Sudden climate change varies from country to country
Lake Meerfelder Maar: a, Location and aerial photo of the lake catchment. The dashed line indicates the maar crater border. The yellow dot shows the coring site in the deeper part of the lake (18 m; photo from Tourist Information Manderscheid). b, Core photo showing a section (263–289 cm depth) of the 3,300–2,000 cal yr BP sedimentary sequence. c, Photomicrographs of MFM sediments; ×5 microscope image (normal light) showing varves composed of diatom bloom (Stephanodiscus sp.) and detritus sub-layer. d, ×10 microscope image using normal (left) and polarized (right) light of a discrete graded detrital layer (KL2) [Credit: Nature Geoscience 5, doi:10.1038/ngeo1460]
The study, published in Geology, shows that 12,100 years ago, as the last ice age ended, Germany's climate began to recover 120 years before Norway's climate.

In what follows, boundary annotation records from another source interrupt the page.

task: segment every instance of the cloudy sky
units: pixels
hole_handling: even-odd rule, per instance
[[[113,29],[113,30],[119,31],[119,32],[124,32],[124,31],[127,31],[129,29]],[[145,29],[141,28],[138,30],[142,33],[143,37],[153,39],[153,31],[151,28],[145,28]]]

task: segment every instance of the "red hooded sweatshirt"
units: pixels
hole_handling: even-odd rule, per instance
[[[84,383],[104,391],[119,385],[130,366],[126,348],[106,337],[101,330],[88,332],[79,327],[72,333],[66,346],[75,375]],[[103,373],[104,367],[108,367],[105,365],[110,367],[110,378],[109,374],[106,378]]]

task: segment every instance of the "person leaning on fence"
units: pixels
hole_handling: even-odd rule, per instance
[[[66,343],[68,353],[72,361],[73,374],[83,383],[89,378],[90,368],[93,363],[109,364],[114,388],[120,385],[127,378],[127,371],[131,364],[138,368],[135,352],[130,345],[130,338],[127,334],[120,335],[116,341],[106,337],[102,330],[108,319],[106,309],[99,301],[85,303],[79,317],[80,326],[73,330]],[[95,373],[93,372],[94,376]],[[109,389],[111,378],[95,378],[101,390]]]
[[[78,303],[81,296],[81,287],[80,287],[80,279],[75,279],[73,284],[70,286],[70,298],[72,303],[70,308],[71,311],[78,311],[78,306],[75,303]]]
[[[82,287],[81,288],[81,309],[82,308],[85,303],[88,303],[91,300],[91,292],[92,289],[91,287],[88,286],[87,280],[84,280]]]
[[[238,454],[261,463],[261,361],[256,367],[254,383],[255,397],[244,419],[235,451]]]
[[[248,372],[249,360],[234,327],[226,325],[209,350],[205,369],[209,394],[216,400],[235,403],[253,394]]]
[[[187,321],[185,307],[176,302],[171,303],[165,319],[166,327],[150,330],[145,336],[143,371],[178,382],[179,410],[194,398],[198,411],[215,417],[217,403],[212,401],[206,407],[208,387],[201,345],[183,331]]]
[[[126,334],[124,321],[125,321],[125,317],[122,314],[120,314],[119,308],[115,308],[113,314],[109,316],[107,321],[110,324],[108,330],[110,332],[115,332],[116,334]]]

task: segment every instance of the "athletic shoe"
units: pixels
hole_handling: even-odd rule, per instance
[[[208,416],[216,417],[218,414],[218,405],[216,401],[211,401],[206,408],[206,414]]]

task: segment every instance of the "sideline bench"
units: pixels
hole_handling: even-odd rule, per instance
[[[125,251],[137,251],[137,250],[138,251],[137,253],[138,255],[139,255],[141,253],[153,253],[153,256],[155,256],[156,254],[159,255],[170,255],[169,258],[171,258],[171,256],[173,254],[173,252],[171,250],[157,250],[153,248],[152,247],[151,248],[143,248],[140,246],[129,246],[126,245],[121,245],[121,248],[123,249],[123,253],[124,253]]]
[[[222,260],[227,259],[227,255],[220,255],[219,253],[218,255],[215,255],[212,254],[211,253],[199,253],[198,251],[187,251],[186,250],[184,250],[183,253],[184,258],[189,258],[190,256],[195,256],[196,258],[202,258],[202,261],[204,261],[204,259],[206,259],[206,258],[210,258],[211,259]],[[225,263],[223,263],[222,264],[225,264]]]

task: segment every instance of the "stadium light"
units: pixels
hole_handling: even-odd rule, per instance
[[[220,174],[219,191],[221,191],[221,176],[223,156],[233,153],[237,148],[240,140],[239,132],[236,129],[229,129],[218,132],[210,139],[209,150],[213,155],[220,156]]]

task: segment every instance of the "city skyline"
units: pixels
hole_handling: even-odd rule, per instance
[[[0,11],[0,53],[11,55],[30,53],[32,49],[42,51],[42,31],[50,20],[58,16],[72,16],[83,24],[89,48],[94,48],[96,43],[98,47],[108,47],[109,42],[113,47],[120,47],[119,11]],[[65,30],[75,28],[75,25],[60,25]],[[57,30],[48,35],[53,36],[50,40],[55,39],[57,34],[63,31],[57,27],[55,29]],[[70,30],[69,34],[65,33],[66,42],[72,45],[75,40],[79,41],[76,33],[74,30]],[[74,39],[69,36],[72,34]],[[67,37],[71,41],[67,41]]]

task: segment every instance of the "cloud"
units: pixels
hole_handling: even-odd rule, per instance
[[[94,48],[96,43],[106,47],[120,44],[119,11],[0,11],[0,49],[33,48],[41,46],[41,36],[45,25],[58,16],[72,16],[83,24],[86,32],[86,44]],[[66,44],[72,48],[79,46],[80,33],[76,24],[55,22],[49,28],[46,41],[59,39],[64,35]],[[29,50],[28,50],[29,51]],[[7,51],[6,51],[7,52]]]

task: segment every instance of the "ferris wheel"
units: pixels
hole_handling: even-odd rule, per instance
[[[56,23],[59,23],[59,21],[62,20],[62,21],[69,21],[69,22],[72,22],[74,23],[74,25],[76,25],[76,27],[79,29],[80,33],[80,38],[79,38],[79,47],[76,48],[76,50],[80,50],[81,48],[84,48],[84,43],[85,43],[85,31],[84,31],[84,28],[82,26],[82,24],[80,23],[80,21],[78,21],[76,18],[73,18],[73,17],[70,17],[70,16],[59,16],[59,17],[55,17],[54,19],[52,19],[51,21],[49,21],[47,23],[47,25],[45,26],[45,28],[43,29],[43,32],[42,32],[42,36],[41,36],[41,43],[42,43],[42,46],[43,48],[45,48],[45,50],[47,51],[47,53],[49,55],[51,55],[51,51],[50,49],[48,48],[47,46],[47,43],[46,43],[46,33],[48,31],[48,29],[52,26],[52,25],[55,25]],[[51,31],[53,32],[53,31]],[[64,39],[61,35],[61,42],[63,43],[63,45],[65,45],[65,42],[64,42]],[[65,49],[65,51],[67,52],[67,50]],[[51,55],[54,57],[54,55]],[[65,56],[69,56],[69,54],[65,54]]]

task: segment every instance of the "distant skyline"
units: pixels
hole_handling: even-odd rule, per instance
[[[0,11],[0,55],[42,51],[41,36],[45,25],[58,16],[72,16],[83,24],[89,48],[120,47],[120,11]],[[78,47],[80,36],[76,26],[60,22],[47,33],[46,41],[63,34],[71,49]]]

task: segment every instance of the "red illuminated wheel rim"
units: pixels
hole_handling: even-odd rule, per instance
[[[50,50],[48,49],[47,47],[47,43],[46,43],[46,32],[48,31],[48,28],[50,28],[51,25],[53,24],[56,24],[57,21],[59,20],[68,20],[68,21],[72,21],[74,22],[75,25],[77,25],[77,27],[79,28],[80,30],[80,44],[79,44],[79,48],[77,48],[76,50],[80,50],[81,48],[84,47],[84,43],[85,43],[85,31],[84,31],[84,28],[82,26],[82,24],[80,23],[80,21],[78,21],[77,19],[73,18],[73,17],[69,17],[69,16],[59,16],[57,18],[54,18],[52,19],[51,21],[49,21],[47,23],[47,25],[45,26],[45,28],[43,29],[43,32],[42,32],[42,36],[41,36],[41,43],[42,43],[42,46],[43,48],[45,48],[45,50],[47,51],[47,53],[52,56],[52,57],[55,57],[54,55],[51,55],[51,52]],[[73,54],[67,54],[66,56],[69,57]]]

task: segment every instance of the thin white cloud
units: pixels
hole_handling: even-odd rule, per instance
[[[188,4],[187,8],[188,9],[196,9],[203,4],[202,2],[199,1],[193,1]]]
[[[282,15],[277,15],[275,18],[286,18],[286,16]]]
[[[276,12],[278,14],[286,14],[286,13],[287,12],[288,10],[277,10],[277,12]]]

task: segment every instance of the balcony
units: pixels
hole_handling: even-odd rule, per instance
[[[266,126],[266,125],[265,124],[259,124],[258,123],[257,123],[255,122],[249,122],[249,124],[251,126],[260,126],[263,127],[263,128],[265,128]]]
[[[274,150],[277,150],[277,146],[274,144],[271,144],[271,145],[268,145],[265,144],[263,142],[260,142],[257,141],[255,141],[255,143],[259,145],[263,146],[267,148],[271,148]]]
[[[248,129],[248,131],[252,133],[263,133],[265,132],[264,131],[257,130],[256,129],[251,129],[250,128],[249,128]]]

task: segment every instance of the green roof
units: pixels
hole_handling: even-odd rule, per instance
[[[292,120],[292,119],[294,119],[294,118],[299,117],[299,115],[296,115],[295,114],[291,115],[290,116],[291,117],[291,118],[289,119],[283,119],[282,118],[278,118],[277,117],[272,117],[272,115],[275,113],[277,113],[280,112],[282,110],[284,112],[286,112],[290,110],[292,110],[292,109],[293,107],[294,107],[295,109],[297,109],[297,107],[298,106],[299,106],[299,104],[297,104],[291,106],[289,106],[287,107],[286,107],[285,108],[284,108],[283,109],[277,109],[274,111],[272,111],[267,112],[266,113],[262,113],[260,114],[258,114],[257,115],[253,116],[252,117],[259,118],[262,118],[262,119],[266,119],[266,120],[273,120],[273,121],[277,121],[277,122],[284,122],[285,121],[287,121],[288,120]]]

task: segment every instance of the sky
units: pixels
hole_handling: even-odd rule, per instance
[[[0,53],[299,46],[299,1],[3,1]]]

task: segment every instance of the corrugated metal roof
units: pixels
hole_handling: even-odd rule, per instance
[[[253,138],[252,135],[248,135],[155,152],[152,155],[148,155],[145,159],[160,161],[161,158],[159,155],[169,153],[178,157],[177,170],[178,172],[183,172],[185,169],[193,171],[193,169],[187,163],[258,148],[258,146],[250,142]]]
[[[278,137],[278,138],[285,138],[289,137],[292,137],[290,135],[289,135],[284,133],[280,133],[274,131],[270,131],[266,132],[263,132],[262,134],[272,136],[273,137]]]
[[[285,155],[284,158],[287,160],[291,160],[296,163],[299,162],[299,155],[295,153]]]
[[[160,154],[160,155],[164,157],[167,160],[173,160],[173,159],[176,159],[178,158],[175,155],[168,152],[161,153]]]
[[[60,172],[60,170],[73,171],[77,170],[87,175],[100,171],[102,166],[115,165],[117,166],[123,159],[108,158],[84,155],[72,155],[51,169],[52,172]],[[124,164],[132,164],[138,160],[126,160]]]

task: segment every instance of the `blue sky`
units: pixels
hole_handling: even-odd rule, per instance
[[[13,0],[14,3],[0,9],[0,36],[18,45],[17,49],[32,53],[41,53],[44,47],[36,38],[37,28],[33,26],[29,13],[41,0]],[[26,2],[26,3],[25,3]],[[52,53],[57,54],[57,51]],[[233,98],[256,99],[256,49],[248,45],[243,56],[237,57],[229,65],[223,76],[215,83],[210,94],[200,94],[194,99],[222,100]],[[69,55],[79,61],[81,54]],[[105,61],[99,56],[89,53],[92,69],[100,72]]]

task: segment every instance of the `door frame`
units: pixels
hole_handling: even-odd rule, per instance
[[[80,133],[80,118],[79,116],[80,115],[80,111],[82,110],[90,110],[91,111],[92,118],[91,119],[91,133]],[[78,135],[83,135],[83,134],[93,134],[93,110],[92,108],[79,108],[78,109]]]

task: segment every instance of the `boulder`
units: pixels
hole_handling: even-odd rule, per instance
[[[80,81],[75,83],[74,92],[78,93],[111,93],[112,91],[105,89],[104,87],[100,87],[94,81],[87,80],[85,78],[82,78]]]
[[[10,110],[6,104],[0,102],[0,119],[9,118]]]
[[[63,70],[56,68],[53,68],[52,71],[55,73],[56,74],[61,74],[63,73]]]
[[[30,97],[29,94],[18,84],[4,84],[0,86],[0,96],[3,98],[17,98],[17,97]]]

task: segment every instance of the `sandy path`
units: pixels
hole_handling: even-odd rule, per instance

The team studied Lake Meerfelder Maar in Germany, which has clear sediment layers representing different seasons.

"The annually laminated sediments give us a really nice record of climate change since the last ice age," explains Dr Christine Lane of the University of Oxford, lead author on the study. "They form on a seasonal basis, like tree rings, so you can count back and determine when they formed."

 Lane and her colleagues, from Oxford, GFZ Potsdam and Royal Holloway, University of London, found a small band of volcanic ash in the layers, from an eruption of Iceland's Katla volcano.

This ash could be used as a time reference point. Since they knew when the eruption occurred, they could date the layers much more accurately than if they just counted back from the surface.

"The ash layer is found 100 layers, or 100 years, before we see a shift in climate that took place in the Younger Dryas – a 1000 year cold period at the end of the last Ice Age. It has also been found in Norway, at Lake KrĂ„kenes, but there we see the same transition takes place 20 years after the ash layer," says Lane.

The shift in climate is believed to represent the gradual recession of the polar front - the boundary where cool air from the poles and warm air from the tropics meets - as Europe warmed.

Lane says that discovering the 120-year offset between the two sites proves how important it is for researchers not to assume such events must have happened at the same time everywhere.

"We can't assume climatic changes are synchronous worldwide, or even continent-wide. Some regions might feel changes in climate at different times," says Lane. "Climate models need to be able to handle subtle complexities in timing to give accurate future climate predictions."